Idris Elba plays the commandant in “Beasts of No Nation,” a drama directed by Cary Fukunaga about child soldiers in West Africa, which Netflix released in October. Elba spoke to Variety about the future of smaller movies, James Bond, diversity in Hollywood and why he still loves DVDs.
You’ve said you were drawn to this story because it wasn’t just a movie about Africa. It’s about specific people.
It makes you think, “Wow, this could happen to me or my child.” It doesn’t feel like it’s a million miles away. It doesn’t feel like this is just a problem for Africa. It feels like children are susceptible to being led down the river — whether it’s ISIS, whether it’s any sort of organization that is using youth culture to strengthen their ideas. Children are vulnerable.

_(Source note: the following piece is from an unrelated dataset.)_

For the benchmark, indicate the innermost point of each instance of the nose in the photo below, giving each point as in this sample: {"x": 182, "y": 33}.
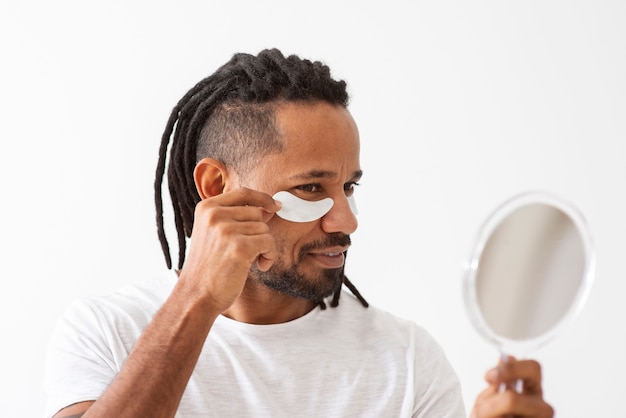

The star of the film is a young unknown actor named Abraham Attah from Ghana. What was it like rehearsing with him?
It was very pure. I had to be really in the moment with Abraham. He was always in the moment. Whenever there were scenes where his character was not interested in the commandant, Abraham would just ignore me.
Did you stay in character?
I kept the dynamics alive. The truth is, 200 extras were looking up to “Idris, the actor.” I used the fact that I was popular there to command their presence in real life.
How would you describe the economics of making indie films now?
Everyone is having a hard time and raising money is difficult.
Were you surprised that Netflix bought “Beasts of No Nation”?
This Netflix deal with “Beasts of No Nation” is a glimmer of hope for the small independent filmmaker. Studios passed. It’s a difficult film. But with this model, potentially 60 million people are seeing it and there’s a theatrical release. I think an independent filmmaker can look at this model and see how this happened and go, “There’s a buyer and an audience.”
As an actor, how important is it for you to have a film be seen in theaters?
I think movies will always be in the theater. We love the experiences of the theater. Cameras are designed for the big screen. That’s the way it’s supposed to be digested. But that said, trends have changed. I think it’s important for me to make a film that’s not a box office tentpole, but still have the opportunity for a lot of people to watch it.
Ted Sarandos, the chief content office for Netflix, has said that the movies he’s acquiring will tell diverse stories. At this year’s Emmys, it felt like the big TV shows were a reflection of who we are. Why are movies still behind?
If you consider the economics behind a big film, the likelihood is that the story is going to be universal. It’s been supported that big films that have no diverse direction whatsoever do well. Directed toward a certain type of person, they don’t do as well. So I think there’s a massive economic [rationale] behind it. But I think the film world is making steps. Here’s why: The world is diverse. Everyone’s color of money is the same. In movies, it’s a slow process. It’s happening. I can’t say it’s a perfect scenario.
Were you mortified by James Bond author’s comments that you were “ too street” for the role?
I was honestly doing other things. I didn’t pay attention.
I know you get asked about James Bond a lot.
I do. I really have nothing constructive to say about James Bond. Apart from, it’s just a rumor.
Do you think there could be a day where James Bond isn’t white?
Yeah. James Bond is a spy. He could be any color, surely.
You’re filming “Star Trek Beyond.” Is there anything you can tell me about it?
Were you a Trekkie growing up?
Of sorts. “Star Trek,” the TV show, is big in my house.
You’re also doing Shere Khan in “The Jungle Book.” How did you find his voice?
I wanted to stay close to the classic “Jungle Book.” Shere Khan is a commanding, conniving character. I wanted to bring that to life.
How do you consume movies?
If I can, I see films in movie theaters. If I can’t go to the movies, I’ll watch it at home on iTunes or Netflix. I still like DVDs, dude. I love that feeling of cracking open a new one and putting it in the DVD player and it swallows it up: “Oh, it’s going to start.”
You actually buy DVDs?
Yeah. There’s something about being in the stores — you can get 3 for $10. It’s a deal.
But those stores are disappearing.
I’ve been in Canada shooting. There’s a DVD-for-hire place there. I just found it really quaint. I was marveling, “When do you change the shelves? There are so many movies.”